I would say that my favorite book is "Comet's Nine Lives" by Jan Brett. This book is still in print (as she has over 36 million books in print currently). In this story, a freedom loving cat named Comet gradually loses his lives one by one, until he learns to find safety and friendship in the company of another cat. Comet loses his lives by eating foxglove, falling of the bicycle of a friendly tourist, falling into strawberry milkshake, etc. Each time he becomes increasingly discouraged in trying to find a safe place to reside, until upon his last life, he is washed up onto shore by a hurricane, where a loving calico kitty nurses him back to health at the lighthouse, and they live together happily ever after. What is wonderful about this book is that the tourists on Nantucket Island are all various breeds of dogs. Throughout the illustrations, you can see the story of the calico cat that lives in the lighthouse unfolding in pictures only.

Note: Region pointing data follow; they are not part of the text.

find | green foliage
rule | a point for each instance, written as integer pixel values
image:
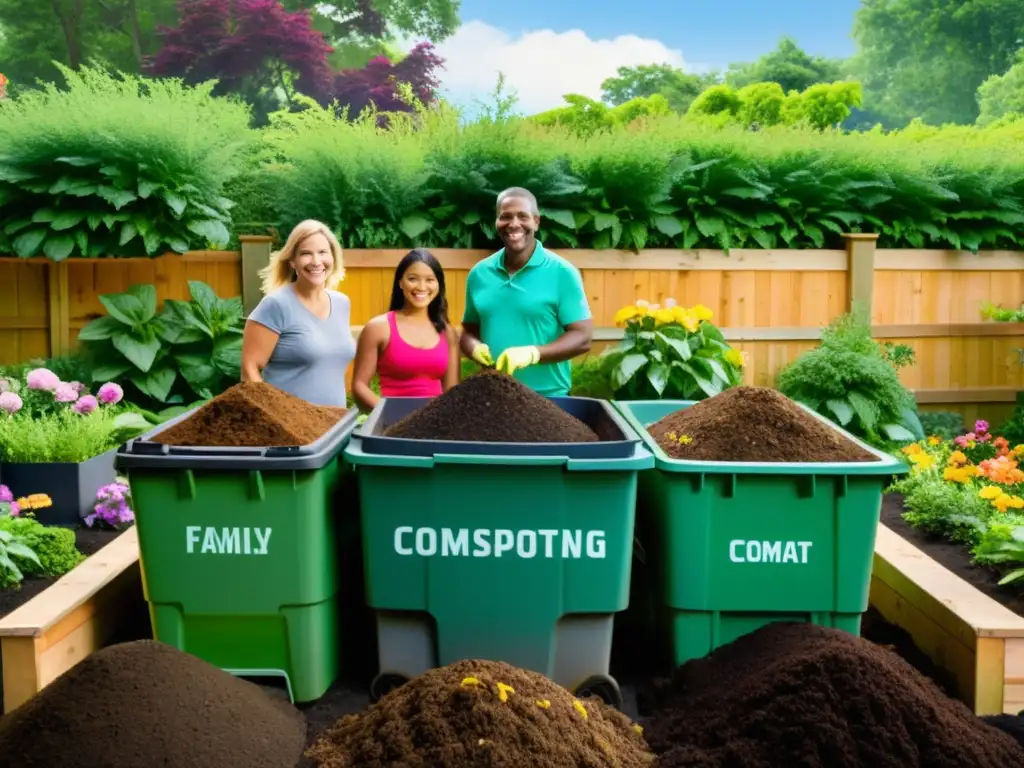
(672, 353)
(117, 166)
(788, 66)
(1003, 95)
(676, 182)
(820, 107)
(187, 349)
(927, 58)
(946, 509)
(584, 116)
(61, 436)
(54, 547)
(851, 379)
(679, 88)
(944, 424)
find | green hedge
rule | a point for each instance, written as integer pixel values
(122, 166)
(664, 181)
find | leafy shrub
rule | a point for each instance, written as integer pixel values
(850, 379)
(187, 349)
(116, 166)
(61, 436)
(54, 547)
(663, 181)
(672, 352)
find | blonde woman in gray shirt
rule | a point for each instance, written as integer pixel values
(298, 338)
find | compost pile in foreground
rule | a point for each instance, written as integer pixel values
(253, 414)
(491, 407)
(145, 704)
(752, 424)
(793, 694)
(475, 713)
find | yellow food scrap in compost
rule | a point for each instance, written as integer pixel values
(504, 690)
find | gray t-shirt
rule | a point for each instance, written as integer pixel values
(311, 354)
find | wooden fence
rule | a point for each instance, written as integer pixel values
(770, 304)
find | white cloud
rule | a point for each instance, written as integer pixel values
(540, 66)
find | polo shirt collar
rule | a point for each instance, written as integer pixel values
(539, 257)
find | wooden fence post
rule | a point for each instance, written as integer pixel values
(58, 309)
(255, 255)
(860, 269)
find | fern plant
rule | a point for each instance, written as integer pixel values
(853, 381)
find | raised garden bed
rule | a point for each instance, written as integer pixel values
(954, 611)
(50, 625)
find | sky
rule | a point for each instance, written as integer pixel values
(547, 48)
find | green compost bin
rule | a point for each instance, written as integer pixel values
(733, 546)
(511, 552)
(239, 553)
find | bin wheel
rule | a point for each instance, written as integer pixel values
(385, 682)
(602, 686)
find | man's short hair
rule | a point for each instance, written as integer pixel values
(521, 194)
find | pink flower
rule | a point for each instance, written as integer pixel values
(85, 404)
(111, 393)
(10, 402)
(42, 378)
(65, 393)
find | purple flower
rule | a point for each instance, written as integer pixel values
(85, 404)
(10, 402)
(111, 393)
(65, 393)
(42, 378)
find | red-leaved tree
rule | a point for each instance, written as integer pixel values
(252, 47)
(247, 45)
(377, 83)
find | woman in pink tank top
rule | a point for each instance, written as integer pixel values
(413, 348)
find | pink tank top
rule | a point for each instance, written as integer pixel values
(406, 371)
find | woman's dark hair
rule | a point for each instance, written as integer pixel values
(437, 310)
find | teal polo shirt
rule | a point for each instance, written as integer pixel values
(528, 308)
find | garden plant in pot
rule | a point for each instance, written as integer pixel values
(57, 437)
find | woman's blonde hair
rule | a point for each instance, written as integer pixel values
(279, 272)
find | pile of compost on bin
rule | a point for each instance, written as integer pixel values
(491, 407)
(145, 704)
(792, 694)
(253, 414)
(752, 424)
(475, 713)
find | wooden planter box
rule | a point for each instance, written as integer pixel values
(978, 641)
(78, 614)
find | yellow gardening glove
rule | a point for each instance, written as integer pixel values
(481, 354)
(516, 358)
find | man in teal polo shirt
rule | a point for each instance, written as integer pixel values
(526, 303)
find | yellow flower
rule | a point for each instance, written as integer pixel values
(685, 317)
(664, 316)
(733, 357)
(701, 312)
(625, 314)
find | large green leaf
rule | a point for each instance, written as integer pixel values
(627, 369)
(58, 247)
(156, 383)
(139, 351)
(100, 329)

Jan Brett's illustrations are extremely detailed and realistic, but with a story book "touch" that I really can't describe. I've heard Jan Brett say that it takes her "an hour to paint an inch". It's her attention to detail that really brings the spark to her stories.

Check out Comet's Nine Lives and you won't be disappointed.

Comet's Nine Lives

Wednesday, February 23, 2011

How to be successful as an artist (I hope)

After doing a lot of reading this week, I've concluded that there are really two ways to become a successful artist.

1. Find a technique that you love.
2. Paint subjects that you love.

No wait, let's make that three.

3. Sit down and do it!

As for me, I've always loved the ease and flow I've felt when creating with pen and ink and watercolor. Watercolor is by far my favorite medium, but when I used it with pen and ink, I find there is a freshness to the watercolor that I can't seem to recreate when using it on its own. Therefore, my newest portfolio pieces are going to focus on this medium, because I feel it will show my strengths the best. When I start my self promotion, I want to have twelve very strong pieces that best show my abilities.

Another thing I need to work on is my confidence. :-)

And by the way, I read this great quote in Artists' and Graphic Designers Market:

"Until you try, the answer will always be 'no' ". 

So, are you willing to withstand the many "no's" that you will get in response in order to get that one possible yes?